ACC584A Ch.5 Terms

  1. De minimis fringe
    Benefits provided to employees that are too insignificant to warrant the time and effort required to account for the benefits received by each employee and the value of those benefits. Such amounts are excludible from the employee’s gross income. § 132.
  2. Accelerated death benefits
    The amount received from a life insurance policy by the insured who is terminally ill or chronically ill. Any realized gain may be excluded from the gross income of the insured if the policy is surrendered to the insurer or is sold to a licensed viatical settlement provider. § 101(g).
  3. Accident and health benefits
    Employee fringe benefits provided by employers through the payment of health and accident insurance premiums or the establishment of employer–funded medical reimbursement plans. Employers generally are entitled to a deduction for such payments, whereas employees generally exclude the fringe benefits from gross income. §§ 105 and 106.
  4. Compensatory damages
    Damages received or paid by the taxpayer can be classified as compensatory damages or as punitive damages. Compensatory damages are those paid to compensate one for harm caused by another. Compensatory damages are excludible from the recipient’s gross income. See also punitive damages.
  5. Death benefit
    A payment made by an employer to the beneficiary or beneficiaries of a deceased employee on account of the death of the employee.
  6. Educational savings bonds
    U.S. Series EE bonds whose proceeds are used for qualified higher educational expenses for the taxpayer, the taxpayer’s spouse, or a dependent. The interest may be excluded from gross income, provided the taxpayer’s adjusted gross income does not exceed certain amounts. § 135.
  7. Flexible spending plan
    An employee benefit plan that allows the employee to take a reduction in salary in exchange for the employer paying benefits that can be provided by the employer without the employee being required to recognize income (e.g., medical and child care benefits).
  8. Foreign earned income exclusion
    The foreign earned income exclusion is a relief provision that applies to U.S. citizens working in a foreign country.

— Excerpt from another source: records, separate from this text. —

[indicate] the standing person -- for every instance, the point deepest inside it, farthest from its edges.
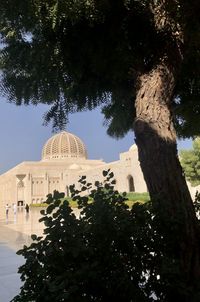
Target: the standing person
(7, 210)
(14, 208)
(27, 208)
(14, 211)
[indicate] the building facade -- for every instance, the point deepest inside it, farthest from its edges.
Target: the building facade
(64, 161)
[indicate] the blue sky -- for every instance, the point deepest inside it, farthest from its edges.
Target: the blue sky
(23, 135)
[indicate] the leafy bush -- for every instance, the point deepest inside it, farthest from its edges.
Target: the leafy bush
(109, 253)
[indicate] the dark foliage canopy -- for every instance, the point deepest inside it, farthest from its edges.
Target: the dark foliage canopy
(78, 54)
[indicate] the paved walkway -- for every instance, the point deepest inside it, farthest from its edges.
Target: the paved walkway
(14, 233)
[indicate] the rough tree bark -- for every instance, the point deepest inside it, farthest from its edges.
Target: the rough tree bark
(156, 141)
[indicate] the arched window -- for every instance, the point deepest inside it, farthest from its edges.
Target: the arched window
(131, 186)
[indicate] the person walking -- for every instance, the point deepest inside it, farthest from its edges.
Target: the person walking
(27, 208)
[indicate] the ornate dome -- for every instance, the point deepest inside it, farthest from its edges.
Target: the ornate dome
(64, 145)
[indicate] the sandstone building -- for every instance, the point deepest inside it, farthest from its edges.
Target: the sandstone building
(64, 160)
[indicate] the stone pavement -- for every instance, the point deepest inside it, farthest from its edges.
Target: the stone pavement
(14, 233)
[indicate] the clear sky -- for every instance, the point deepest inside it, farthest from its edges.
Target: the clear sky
(23, 135)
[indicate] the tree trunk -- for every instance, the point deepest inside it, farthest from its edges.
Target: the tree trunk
(156, 141)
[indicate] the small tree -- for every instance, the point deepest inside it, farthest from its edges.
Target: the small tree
(111, 253)
(190, 161)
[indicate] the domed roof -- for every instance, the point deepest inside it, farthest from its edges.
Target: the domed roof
(64, 145)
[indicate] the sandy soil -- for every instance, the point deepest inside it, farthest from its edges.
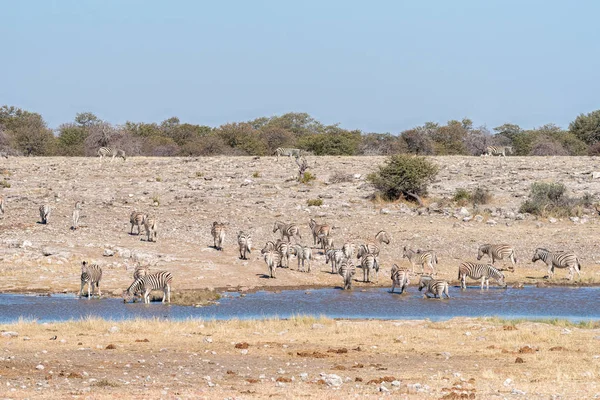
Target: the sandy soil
(188, 194)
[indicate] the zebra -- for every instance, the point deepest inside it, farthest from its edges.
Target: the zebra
(479, 271)
(287, 230)
(217, 231)
(136, 218)
(421, 257)
(335, 257)
(383, 237)
(90, 274)
(287, 152)
(497, 151)
(245, 244)
(497, 252)
(304, 256)
(369, 262)
(560, 259)
(151, 225)
(272, 258)
(318, 230)
(147, 283)
(75, 220)
(347, 271)
(110, 152)
(45, 211)
(400, 277)
(436, 287)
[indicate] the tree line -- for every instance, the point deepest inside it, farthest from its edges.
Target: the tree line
(26, 133)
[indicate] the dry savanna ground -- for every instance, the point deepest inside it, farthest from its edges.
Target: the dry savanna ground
(299, 358)
(188, 194)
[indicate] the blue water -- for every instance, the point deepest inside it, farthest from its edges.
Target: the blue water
(575, 304)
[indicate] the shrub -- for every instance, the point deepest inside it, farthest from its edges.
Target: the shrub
(403, 175)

To qualify for the exclusion, the taxpayer must be either a bona fide resident of the foreign country or present in the country for 330 days during any 12 consecutive months. The exclusion is limited to $91,500 per year for 2010 ($91,400 in 2009). § 911.
  9. Gift
    A transfer of property for less than adequate consideration. Gifts usually occur in a personal setting (such as between members of the same family). Gifts are excluded from the income tax but may be subject to the gift tax.
  10. Health savings account
    A medical savings account created in legislation enacted in December 2003 that is designed to replace and expand Archer
  11. Life insurance proceeds
    Generally, life insurance proceeds paid to a beneficiary upon the death of the insured are exempt from Federal income tax. An exception is provided when a life insurance contract has been transferred for valuable consideration to another individual who assumes ownership rights. In that case, the proceeds are income to the assignee to the extent that the proceeds exceed the amount paid for the policy plus any subsequent premiums paid. Insurance proceeds may be subject to the Federal estate tax if the decedent retained any incidents of ownership in the policy before death or if the proceeds are payable to the decedent’ estate. §§ 101 and 2042.
  12. Long–term care insurance
    Insurance that helps pay the cost of care when the insured is unable to care for himself or herself. Such insurance is generally thought of as insurance against the cost of an aged person entering a nursing home. The employer can provide the insurance, and the premiums may be excluded from the employee’s gross income. § 7702B.
  13. No–additional–cost services
    Services that the employer may provide the employee at no additional cost to the employer. Generally, the benefit is the ability to utilize the employer’s excess capacity (vacant seats on an airliner). Such amounts are excludible from the recipient’s gross income. § 132.
  14. Punitive damages
    Damages received or paid by the taxpayer can be classified as compensatory damages or as punitive damages. Punitive damages are those awarded to punish the defendant for gross negligence or the intentional infliction of harm. Such damages are includible in gross income. § 104. See also compensatory damages.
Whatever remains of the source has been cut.